According to Jarvis, the student, who remains anonymous, was just doing his assignment, illustrating the right to dissent. But over at the Kitty Hawk Wal-Mart, where the student took his film to be developed, this right is evidently suspect. An employee in that Wal-Mart photo department called the Kitty Hawk police on the student. And the Kitty Hawk police turned the matter over to the Secret Service. On Tuesday, September 20, the Secret Service came to Currituck High.

"At 1:35, the student came to me and told me that the Secret Service had taken his poster," Jarvis says. "I didn't believe him at first. But they had come into my room when I wasn't there and had taken his poster, which was in a stack with all the others."
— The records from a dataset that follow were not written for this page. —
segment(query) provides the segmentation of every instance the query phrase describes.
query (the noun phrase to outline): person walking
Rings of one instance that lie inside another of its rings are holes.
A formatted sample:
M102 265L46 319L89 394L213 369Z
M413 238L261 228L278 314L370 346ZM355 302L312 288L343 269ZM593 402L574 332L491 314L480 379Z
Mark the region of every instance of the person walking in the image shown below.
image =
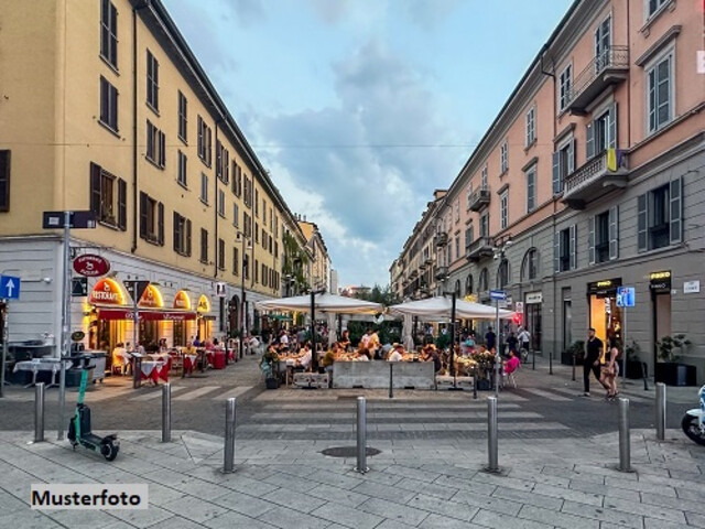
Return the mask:
M590 396L590 371L595 379L607 389L607 385L600 380L599 359L603 356L603 341L595 336L593 327L587 330L587 343L585 344L585 359L583 360L583 389L584 396Z

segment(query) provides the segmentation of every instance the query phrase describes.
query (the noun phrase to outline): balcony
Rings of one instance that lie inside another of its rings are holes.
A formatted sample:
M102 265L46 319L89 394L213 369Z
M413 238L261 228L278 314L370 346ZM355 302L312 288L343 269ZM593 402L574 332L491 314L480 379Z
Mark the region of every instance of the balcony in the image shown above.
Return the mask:
M436 273L433 277L437 281L443 281L448 277L448 267L436 268Z
M627 187L627 156L615 153L615 168L609 169L608 153L598 154L565 179L563 202L573 209L585 209L587 203L615 188Z
M567 94L566 108L571 114L585 116L586 107L610 85L626 80L629 75L629 47L610 46L593 58L575 77Z
M495 248L489 237L479 237L470 246L466 247L465 256L468 261L479 261L486 257L492 257Z
M468 206L474 212L479 212L485 206L489 206L490 193L489 190L474 191L468 199Z

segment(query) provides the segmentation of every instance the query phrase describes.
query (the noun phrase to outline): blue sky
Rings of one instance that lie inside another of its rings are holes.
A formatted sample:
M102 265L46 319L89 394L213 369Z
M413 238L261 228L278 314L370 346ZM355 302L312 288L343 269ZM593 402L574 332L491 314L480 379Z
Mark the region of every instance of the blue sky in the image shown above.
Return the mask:
M572 0L164 0L339 284L389 283Z

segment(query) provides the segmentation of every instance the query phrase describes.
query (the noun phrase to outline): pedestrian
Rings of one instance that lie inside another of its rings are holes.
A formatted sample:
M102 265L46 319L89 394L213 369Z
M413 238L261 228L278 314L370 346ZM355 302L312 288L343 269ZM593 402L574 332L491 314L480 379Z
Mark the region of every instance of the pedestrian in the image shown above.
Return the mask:
M600 380L599 373L599 359L603 356L604 348L603 341L595 336L595 330L593 327L587 330L587 343L585 344L585 359L583 360L583 389L584 396L590 396L590 371L603 385L605 389L608 389L606 384Z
She says the student was upset. "He was nervous, he was scared, and his parents were out of town on business," says Jarvis. She, too, had to talk to the Secret Service.

"Halfway through my afternoon class, the assistant principal got me out of class and took me to the office conference room," she says. "Two men from the Secret Service were there. They asked me what I knew about the student. I told them he was a great kid, that he was in the homecoming court, and that he'd never been in any trouble."

Then they got down to his poster.

"They asked me, didn't I think that it was suspicious," she recalls. "I said no, it was a Bill of Rights project!"

No comment on this one. I don't need a visit, and don't want to waste the Secret Service's time & resources.